|Date||May 14, 2012 (112th Congress, 2nd Session)|
|Staff Contact||Sarah Makin|
On Tuesday, May 15, 2012, the House is scheduled to consider H.R. 3534, the Security in Bonding Act of 2011, under a suspension of the rules requiring a two-thirds majority for approval. The bill was originally introduced on December 1, 2011, by Rep. Richard Hanna (R-NY) and was referred to the Committee on the Judiciary.
H.R. 3534 would revise requirements related to assets pledged by a surety.
The bill would declare that if another applicable law or regulation permits the acceptance of a bond from a surety that is not subject to specified federal law, and is based on a pledge of assets by the surety, the assets pledged by such surety must:
(1) Consist of eligible obligations given as security instead of surety bonds; and
(2) Be submitted to the government official required to approve or accept the bond, who shall deposit the assets with a depository.
H.R. 3534 would require the Comptroller General of the United States to carry out a study on the following:
(1) All instances during the 10-year period prior to the date of the enactment of this Act in which a surety bond proposed or issued by a surety in connection with a Federal project was--
a. rejected by a Federal contracting officer; or
b. accepted by a Federal contracting officer, but was later found to have been backed by insufficient collateral or to be otherwise deficient or with respect to which the surety did not perform
(2) The consequences to the Federal Government, subcontractors, and suppliers.
(3) The percentages of all Federal contracts that were awarded to small disadvantaged businesses and disadvantaged business enterprises as prime contractors in the two-year period prior to and the two-year period following the date of enactment of this Act, and an assessment of the impact of this Act and the amendments made by this Act upon such percentages.
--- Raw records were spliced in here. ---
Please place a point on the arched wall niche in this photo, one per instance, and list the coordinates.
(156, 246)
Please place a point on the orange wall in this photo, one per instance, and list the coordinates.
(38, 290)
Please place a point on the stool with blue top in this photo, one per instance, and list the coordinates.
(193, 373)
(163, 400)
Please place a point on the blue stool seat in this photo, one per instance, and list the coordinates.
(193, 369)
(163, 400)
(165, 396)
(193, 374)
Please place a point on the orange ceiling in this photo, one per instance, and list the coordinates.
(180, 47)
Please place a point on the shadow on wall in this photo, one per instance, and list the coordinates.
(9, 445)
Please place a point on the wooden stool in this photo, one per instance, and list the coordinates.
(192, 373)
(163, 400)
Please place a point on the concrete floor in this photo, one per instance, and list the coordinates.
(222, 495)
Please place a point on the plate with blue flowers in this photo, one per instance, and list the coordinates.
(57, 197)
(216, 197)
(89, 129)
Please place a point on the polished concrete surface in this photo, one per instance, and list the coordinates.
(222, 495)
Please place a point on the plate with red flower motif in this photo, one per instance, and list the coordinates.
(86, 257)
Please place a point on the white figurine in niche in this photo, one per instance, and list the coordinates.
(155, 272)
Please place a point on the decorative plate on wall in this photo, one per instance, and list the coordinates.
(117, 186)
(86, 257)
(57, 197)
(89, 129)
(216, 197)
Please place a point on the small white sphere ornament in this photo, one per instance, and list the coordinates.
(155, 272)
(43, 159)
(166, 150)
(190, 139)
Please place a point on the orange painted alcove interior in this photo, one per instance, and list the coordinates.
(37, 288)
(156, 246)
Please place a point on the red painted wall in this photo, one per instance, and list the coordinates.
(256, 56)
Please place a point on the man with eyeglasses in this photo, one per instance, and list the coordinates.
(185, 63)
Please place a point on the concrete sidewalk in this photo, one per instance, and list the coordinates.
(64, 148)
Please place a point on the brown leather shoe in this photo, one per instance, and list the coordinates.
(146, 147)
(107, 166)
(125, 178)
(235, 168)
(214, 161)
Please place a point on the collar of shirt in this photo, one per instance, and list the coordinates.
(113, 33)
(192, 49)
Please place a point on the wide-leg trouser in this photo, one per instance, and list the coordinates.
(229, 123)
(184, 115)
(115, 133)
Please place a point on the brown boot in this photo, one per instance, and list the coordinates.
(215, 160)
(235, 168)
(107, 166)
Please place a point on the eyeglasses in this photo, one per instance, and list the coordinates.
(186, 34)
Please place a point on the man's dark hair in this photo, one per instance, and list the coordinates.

According to the sponsor’s office, H.R. 3534 aims to strengthen the surety bonding process and ease the worry of subcontractors and suppliers about whether they will be paid for their services on federal projects. The lack of oversight on individual sureties has resulted in a number of documented cases where assets pledged to back the bond have been illusory or insufficient, leaving small businesses and taxpayers without sufficient payment remedies.
At present, construction firms may furnish a security on a federal construction project in one of three ways:
Individual sureties, as allowed in Item #3, neither are subject to the same vetting and scrutiny as corporate sureties or eligible obligations, nor are they required to relinquish the custody and control of the assets that they pledge to secure their bonds.
The “Security in Bonding Act” will remedy this problem by requiring individual sureties to pledge solely those assets described as “eligible obligations” and to deposit such in the custody and control of the federal government.
H.R. 3534 would ensure that if an individual surety bond is furnished for a federal construction contract, the small businesses and subcontractors which provide goods and services on that contract will not need to worry about the integrity of their payment remedy. This bill would provide the security that small businesses, subcontractors and citizens seek from the federal government.
According to the Congressional Budget Office (CBO), implementing H.R. 3534 would cost less than $500,000 a year, subject to the availability of appropriated funds for GAO to produce the required report. Enacting the bill would not affect direct spending or revenues; therefore, pay-as-you-go procedures do not apply.